When I’m mad I need a hug, to be able to be mad, stay away from whoever was being mean til I’m not mad anymore. When I’m mad I need a hug from my brother and some time for myself.
The children humble and inspire me daily, with their courage and openness, depth and enthusiasm. Did I mention that I LOVE MY JOB.
Last week we welcomed Amy into the studio and the children worked with both of us, Amy in clay and me with mixed media self portraits that became feeling portraits.
There were some beautiful overlaps, as children expressed themselves in both two-dimensional and three dimensional media.
Of course, in the studio themes emerge (like portraits) but there are always a great many other discoveries going on.
These two boys busily built a castle out of clay.

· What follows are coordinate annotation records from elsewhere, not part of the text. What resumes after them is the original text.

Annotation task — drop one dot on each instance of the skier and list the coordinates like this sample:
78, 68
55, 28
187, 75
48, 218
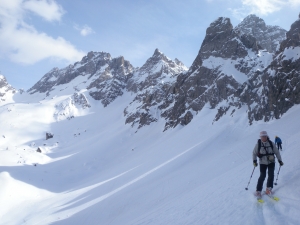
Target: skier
278, 142
265, 150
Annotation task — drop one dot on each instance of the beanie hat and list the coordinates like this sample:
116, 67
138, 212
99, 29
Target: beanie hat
263, 133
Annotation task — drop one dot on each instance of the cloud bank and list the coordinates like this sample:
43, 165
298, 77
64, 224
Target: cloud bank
262, 7
85, 30
22, 43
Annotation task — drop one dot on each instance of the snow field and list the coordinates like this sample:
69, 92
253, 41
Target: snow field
109, 174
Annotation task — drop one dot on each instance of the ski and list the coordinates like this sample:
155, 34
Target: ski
260, 200
275, 198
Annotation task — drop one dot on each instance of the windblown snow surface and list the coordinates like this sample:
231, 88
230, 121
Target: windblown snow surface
97, 170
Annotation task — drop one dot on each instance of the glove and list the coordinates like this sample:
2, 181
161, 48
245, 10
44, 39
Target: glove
255, 163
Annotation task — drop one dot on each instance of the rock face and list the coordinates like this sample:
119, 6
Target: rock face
103, 76
5, 89
269, 37
226, 60
71, 107
279, 88
235, 67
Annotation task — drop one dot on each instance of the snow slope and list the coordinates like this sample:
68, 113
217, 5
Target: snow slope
97, 170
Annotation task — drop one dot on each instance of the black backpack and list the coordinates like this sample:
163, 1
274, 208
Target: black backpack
259, 155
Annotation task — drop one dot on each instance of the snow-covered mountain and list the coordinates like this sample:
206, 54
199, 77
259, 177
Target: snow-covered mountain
6, 90
103, 76
108, 161
150, 85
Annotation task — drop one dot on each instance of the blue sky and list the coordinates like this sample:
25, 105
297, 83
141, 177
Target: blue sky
37, 35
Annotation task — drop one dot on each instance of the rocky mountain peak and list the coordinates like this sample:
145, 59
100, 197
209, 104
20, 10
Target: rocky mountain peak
222, 24
292, 36
269, 37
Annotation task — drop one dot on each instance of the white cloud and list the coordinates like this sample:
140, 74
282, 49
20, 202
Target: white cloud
264, 7
85, 30
261, 7
48, 9
22, 43
294, 3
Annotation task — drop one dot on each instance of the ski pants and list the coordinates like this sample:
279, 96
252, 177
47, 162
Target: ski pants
279, 146
263, 173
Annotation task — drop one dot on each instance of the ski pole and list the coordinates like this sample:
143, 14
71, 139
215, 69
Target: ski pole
277, 175
250, 179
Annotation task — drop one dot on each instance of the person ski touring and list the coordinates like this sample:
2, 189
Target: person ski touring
265, 150
278, 142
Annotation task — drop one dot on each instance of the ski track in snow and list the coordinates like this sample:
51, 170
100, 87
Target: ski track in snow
111, 175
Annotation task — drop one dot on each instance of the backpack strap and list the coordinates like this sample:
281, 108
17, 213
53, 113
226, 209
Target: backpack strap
259, 143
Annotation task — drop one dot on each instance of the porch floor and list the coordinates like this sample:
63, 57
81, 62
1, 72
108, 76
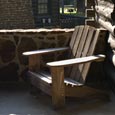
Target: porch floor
15, 99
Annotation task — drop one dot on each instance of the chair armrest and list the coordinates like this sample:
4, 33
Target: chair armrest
44, 51
76, 61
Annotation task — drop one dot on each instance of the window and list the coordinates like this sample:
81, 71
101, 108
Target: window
42, 6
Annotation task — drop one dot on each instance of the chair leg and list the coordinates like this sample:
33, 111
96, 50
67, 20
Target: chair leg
58, 87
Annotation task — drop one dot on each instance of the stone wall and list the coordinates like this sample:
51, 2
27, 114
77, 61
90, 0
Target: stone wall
14, 42
16, 14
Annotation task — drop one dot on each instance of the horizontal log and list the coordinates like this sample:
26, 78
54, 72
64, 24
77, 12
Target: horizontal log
107, 25
104, 11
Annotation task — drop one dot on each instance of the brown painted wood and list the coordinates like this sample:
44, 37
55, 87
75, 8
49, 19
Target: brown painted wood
58, 87
82, 49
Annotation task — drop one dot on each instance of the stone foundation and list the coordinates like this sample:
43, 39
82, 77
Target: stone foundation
14, 42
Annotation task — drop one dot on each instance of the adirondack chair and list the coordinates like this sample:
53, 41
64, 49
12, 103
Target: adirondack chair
81, 51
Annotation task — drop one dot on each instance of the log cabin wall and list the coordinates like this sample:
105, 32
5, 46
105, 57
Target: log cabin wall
101, 13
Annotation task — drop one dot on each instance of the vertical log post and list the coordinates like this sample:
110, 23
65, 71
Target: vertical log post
34, 62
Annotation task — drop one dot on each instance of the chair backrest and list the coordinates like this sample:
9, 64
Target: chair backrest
84, 42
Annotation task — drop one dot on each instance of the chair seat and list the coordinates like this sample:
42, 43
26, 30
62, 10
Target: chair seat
46, 77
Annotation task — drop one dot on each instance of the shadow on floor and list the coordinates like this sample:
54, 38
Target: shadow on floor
15, 99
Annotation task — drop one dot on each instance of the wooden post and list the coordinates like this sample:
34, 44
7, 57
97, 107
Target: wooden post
58, 87
34, 62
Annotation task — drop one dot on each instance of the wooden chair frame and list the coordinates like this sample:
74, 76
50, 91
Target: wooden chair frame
55, 86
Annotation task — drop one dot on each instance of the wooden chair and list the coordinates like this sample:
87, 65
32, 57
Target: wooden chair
82, 51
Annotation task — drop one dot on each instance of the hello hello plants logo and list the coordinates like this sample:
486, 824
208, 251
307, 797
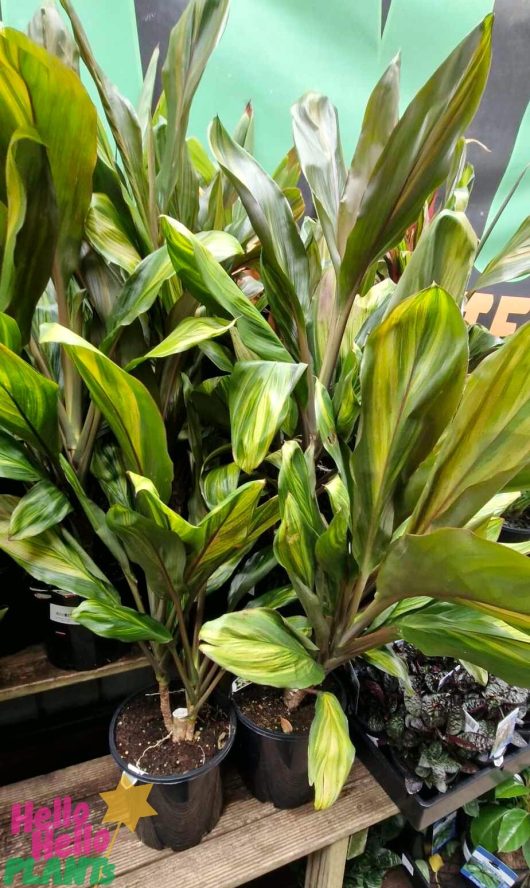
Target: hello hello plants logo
64, 848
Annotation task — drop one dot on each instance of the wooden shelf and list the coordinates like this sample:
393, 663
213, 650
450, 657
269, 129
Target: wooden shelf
251, 838
30, 672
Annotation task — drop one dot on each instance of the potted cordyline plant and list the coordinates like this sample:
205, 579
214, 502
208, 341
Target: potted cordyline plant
379, 492
99, 265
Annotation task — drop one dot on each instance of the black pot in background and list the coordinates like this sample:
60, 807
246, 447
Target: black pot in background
188, 805
69, 645
274, 765
23, 624
514, 534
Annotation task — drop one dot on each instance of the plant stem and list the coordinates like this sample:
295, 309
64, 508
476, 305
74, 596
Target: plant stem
331, 355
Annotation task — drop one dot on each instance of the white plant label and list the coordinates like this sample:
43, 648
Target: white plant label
60, 613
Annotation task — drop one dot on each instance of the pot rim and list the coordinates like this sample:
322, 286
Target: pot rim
170, 778
276, 735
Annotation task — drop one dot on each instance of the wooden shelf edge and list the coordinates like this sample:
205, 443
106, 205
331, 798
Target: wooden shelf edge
29, 672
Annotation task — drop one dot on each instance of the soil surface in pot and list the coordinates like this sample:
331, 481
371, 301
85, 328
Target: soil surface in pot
265, 708
142, 739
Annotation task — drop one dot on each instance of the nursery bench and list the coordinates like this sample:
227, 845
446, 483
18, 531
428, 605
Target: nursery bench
250, 839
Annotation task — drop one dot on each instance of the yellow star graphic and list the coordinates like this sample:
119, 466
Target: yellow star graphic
127, 803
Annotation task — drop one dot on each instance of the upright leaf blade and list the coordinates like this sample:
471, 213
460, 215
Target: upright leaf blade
258, 395
331, 752
412, 375
259, 645
487, 443
126, 405
417, 156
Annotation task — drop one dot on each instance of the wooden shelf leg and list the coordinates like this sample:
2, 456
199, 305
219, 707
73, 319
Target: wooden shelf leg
325, 868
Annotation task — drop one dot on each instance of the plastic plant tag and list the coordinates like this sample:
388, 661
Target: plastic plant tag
504, 736
239, 683
487, 871
443, 831
60, 613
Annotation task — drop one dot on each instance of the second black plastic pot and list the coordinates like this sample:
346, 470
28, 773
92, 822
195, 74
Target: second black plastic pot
69, 645
188, 805
274, 765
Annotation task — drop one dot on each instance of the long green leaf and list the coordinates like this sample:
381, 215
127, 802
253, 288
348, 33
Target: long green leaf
478, 573
190, 332
331, 752
62, 114
270, 215
259, 391
15, 462
106, 232
486, 444
412, 375
139, 292
417, 156
28, 403
444, 255
191, 43
112, 620
158, 551
29, 244
54, 558
317, 140
126, 405
380, 117
212, 286
42, 507
260, 646
447, 630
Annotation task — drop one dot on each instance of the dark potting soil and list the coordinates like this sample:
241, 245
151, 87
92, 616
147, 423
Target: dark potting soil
265, 708
141, 726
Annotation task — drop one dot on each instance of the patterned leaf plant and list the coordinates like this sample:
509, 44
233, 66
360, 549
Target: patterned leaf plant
392, 443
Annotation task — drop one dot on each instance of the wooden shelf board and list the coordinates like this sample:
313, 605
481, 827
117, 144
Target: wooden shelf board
250, 839
30, 672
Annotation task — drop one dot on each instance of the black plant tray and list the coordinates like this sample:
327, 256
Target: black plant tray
421, 811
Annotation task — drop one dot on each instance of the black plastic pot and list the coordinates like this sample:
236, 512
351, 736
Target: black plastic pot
274, 765
69, 645
188, 805
424, 808
514, 534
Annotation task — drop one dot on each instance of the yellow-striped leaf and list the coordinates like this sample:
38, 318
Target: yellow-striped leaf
211, 285
259, 645
113, 620
486, 444
331, 752
412, 375
28, 403
54, 558
107, 234
444, 255
42, 507
126, 405
190, 332
259, 391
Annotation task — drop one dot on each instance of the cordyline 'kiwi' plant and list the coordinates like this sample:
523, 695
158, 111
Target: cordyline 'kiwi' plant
393, 451
73, 421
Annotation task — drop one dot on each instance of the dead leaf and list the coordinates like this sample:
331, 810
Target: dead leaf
287, 727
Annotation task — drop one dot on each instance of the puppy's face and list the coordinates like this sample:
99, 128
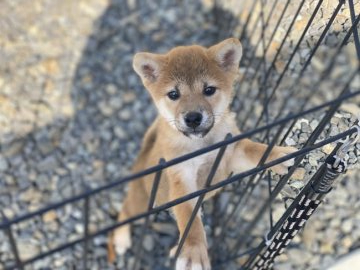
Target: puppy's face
191, 86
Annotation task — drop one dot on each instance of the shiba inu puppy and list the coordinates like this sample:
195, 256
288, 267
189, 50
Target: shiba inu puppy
192, 87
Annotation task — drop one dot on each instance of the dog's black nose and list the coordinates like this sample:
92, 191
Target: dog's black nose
193, 119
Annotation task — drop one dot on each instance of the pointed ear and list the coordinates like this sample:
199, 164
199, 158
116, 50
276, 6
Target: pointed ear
147, 66
227, 53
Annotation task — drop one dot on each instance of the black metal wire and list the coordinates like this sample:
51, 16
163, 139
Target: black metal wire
310, 145
193, 195
355, 30
297, 46
174, 161
154, 190
201, 198
244, 237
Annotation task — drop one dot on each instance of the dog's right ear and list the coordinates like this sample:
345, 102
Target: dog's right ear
148, 66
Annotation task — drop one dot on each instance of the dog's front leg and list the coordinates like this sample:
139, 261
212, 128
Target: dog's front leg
248, 154
194, 255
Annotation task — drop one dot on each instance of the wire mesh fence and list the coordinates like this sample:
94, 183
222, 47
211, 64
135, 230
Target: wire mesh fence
285, 85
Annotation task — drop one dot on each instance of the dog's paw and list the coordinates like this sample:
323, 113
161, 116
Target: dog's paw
122, 239
279, 152
192, 258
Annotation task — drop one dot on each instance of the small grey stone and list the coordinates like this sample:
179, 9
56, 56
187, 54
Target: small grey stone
116, 103
4, 165
347, 226
125, 114
47, 164
27, 249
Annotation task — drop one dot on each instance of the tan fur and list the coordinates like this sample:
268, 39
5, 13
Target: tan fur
188, 69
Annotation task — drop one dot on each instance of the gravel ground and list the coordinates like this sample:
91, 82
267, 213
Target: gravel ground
72, 114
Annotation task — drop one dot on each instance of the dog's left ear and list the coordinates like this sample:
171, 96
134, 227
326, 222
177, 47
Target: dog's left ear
227, 53
148, 66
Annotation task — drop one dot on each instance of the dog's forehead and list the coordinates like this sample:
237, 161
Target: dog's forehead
188, 64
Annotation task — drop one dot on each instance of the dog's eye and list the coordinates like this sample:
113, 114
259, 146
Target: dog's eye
209, 90
174, 94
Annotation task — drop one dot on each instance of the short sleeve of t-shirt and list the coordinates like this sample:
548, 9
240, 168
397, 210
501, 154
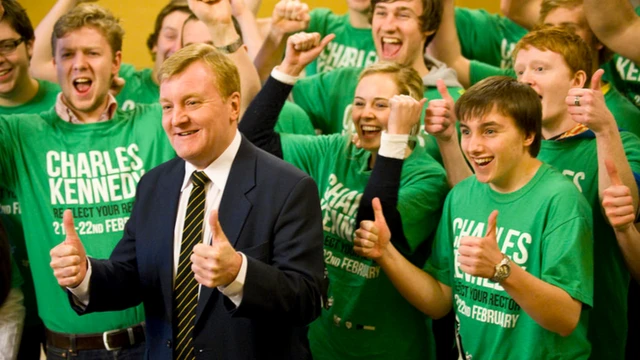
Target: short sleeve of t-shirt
440, 263
306, 152
566, 264
479, 71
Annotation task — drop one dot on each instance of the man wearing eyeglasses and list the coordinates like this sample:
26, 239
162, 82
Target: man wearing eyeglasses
20, 93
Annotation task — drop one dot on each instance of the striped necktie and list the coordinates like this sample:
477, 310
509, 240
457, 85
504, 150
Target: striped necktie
186, 287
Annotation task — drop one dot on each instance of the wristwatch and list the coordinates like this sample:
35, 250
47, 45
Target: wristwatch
503, 270
231, 48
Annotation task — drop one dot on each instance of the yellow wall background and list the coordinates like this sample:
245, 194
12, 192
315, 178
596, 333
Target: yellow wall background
138, 17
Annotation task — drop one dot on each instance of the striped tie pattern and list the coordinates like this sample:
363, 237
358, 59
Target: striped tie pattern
186, 287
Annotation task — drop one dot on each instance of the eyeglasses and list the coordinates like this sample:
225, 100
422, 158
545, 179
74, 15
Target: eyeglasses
8, 46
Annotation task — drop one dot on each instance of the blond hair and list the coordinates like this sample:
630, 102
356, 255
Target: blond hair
93, 16
226, 73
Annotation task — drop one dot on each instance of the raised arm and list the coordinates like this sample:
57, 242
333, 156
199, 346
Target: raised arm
446, 46
262, 114
440, 121
216, 14
522, 12
587, 106
422, 290
615, 24
41, 65
618, 206
288, 17
241, 10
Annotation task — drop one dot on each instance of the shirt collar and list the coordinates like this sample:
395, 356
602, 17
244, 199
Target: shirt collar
66, 114
218, 170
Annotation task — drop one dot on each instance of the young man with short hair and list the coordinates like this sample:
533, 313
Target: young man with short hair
568, 13
520, 281
86, 155
579, 134
21, 93
401, 29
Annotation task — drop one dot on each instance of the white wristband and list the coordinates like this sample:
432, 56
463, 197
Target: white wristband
284, 78
393, 145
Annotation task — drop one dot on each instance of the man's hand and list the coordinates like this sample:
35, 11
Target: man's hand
617, 201
478, 256
302, 48
290, 16
440, 117
404, 114
69, 259
217, 264
373, 237
587, 106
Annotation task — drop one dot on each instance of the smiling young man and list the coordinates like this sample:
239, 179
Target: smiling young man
566, 13
85, 155
513, 251
401, 29
21, 93
580, 133
140, 86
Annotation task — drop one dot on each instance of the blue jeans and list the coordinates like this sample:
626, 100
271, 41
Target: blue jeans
135, 352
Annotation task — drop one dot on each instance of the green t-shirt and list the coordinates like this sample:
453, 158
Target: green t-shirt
577, 159
16, 279
139, 87
351, 48
545, 228
623, 111
486, 37
368, 318
624, 74
92, 169
327, 98
293, 120
44, 100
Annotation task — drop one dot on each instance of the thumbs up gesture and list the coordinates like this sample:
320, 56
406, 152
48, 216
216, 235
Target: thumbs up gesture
587, 106
217, 264
440, 117
616, 201
404, 114
373, 237
478, 256
69, 259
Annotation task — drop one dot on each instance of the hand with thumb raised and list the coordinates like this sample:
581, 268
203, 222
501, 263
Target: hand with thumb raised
440, 117
69, 259
217, 264
373, 237
478, 256
617, 201
588, 107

While many children just explored the properties of the media, guided by inner questions like, "What happens if I do this?" and share their research and discovery with the group. In this way our collective understanding of the "language" of clay, or paint, or wire or any other media continues to develop over time and so does what we are capable of expressing through a given media. This is one of the a many reasons that we celebrate mixed age classrooms and the Reggio/Montessori combination. Everyone is researching personal and shared questions, sharing them through action, words and effect with one another. Through this ongoing dialog our conversation evolves in unexpected ways, with depth and shared understanding.
These last few days have presented many gifts from nature's creative hand. We have stood transfixed with wonder, looking at the changing leaves, weather and more. As adults working with young children we feel it is our responsibility to give the children transparent access to our own experience of awe. The children are always forthcoming with theirs. As we speak aloud our observations, curiosity and respect for the natural world we validate the child's own natural experience and affirm our own interconnections with the world around us.
My son Bodhi recently loaned his two beloved rats, Henry and Taffy, to the studio and the children have shown their gratitude with an enthusiastic welcome.
This week while watching the children building with blocks in the block area, I wondered how I might offer another cognitive knot in the block area to stretch thinking, collaboration and creative problem solving.
And what better inspiration than rats! The children are busily attempting to build rat mazes and habitats to contain our furry friends. Once they feel confident in their creation we set one of the rats loose and watch his journey through the labyrinth of blocks.
Thus far, the rats escape within the first minute of exploration. I will keep you posted as the building projects and ideas continue to develop.